I always hate this part. “The older version of someone is more knowledgeable, if not wiser. It doesn’t have to be unanimous. I will do whatever you decide. Younger!Orson does not have to be involved. It is easier this way.”
This saddens the older one, and frightens the younger one even more than he already was. “Still. Can we have a moment to speak in private?”
I nod. “I can create a bubble inside the time bubble. Ms. Paige and I will not be able to hear you, but our time will be synced. I urge haste. I have other things to do with my time.”
The two Orsons step over to the other side of a barrier that I create for their privacy. Paige and I watch them talk. It’s neutral; not heated.
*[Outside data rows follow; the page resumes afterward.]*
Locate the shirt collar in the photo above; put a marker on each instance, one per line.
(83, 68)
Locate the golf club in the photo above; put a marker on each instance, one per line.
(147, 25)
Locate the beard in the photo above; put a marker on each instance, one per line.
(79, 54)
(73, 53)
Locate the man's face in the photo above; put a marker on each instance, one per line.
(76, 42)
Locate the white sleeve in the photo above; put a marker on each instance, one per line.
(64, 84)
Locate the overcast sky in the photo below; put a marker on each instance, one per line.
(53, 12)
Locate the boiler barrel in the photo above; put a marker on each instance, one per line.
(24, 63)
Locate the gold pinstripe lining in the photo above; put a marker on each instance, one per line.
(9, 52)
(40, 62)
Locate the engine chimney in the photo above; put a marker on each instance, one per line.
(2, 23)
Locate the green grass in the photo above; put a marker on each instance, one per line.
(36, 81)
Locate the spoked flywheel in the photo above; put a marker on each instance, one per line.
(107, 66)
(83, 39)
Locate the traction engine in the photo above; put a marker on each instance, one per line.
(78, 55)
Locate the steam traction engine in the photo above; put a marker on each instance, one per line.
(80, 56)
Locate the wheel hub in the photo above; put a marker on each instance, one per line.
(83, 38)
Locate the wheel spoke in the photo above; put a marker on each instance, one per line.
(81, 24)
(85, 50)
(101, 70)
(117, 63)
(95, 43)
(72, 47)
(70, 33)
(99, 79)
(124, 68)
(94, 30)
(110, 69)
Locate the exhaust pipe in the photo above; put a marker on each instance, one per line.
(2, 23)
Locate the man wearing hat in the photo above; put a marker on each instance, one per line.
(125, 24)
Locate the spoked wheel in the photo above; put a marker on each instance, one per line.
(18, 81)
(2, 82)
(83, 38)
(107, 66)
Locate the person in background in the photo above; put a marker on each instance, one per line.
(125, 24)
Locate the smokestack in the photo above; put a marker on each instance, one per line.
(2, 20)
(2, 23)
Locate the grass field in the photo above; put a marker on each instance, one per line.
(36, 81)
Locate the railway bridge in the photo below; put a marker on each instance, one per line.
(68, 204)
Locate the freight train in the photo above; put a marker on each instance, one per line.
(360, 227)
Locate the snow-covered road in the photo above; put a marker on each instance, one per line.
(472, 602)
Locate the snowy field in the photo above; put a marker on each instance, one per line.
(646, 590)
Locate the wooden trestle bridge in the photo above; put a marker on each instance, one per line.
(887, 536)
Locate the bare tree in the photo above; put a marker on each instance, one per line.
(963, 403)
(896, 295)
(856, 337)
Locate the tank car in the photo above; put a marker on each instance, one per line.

“What do you think they’re gonna choose?” she asks me.
“I’ve done this literally millions of times,” I start to say.
“Really?”
“Really. I always know what they’re going to choose, even before they do.”
“Well...” she provokes. “What is it?”
I take a moment before I answer. “The older one is going to kill himself.”
I can smell the dismay seeping out of her pores. I can also see her reaction out of the corner of my eye.
“I can erase your own memories of it happening,” I assure her. “And his. The younger Orson will know he was told to do whatever it is you wanted him to do. Whether he complies with your request is up to him—that’s not my department, so I have no control over that—but neither of you have to realize what happened to the other Orson.”
“So you can control what people remember?”
“There’s a bit of leeway when it comes to what they forget, but I cannot make them remember anything extra.”
“So, I’ll go back to the future, and what will it look like? We’ll never meet Orson outside the Salmon Civic Center, but we’ll still need some way of continuing the investigation, as if Orson’s name had been attached to The Juggler and Agent Hello Doctor. Oh my God, we didn’t think this through enough. If he kills himself...”
“Again, that’s not my department. You probably won’t want to go back to that future, though.” I hate this part too. Sometimes the people I meet don’t even realize what’s happened to them. They don’t know what they are. It is the burden I bear to deliver so much bad news like this.
“Why’s that?” She’s confused, but she’s about to be scared. It’s about to get real.
“Older!Orson is not the only time traveler here. You are the one who created the new timeline. There are now two Paige Turner Reaver-Demirs in the same timeline. You’re going to have to make a decision too.”
I can see the hurt in her eyes. I’ve seen it many times. “Oh, no.”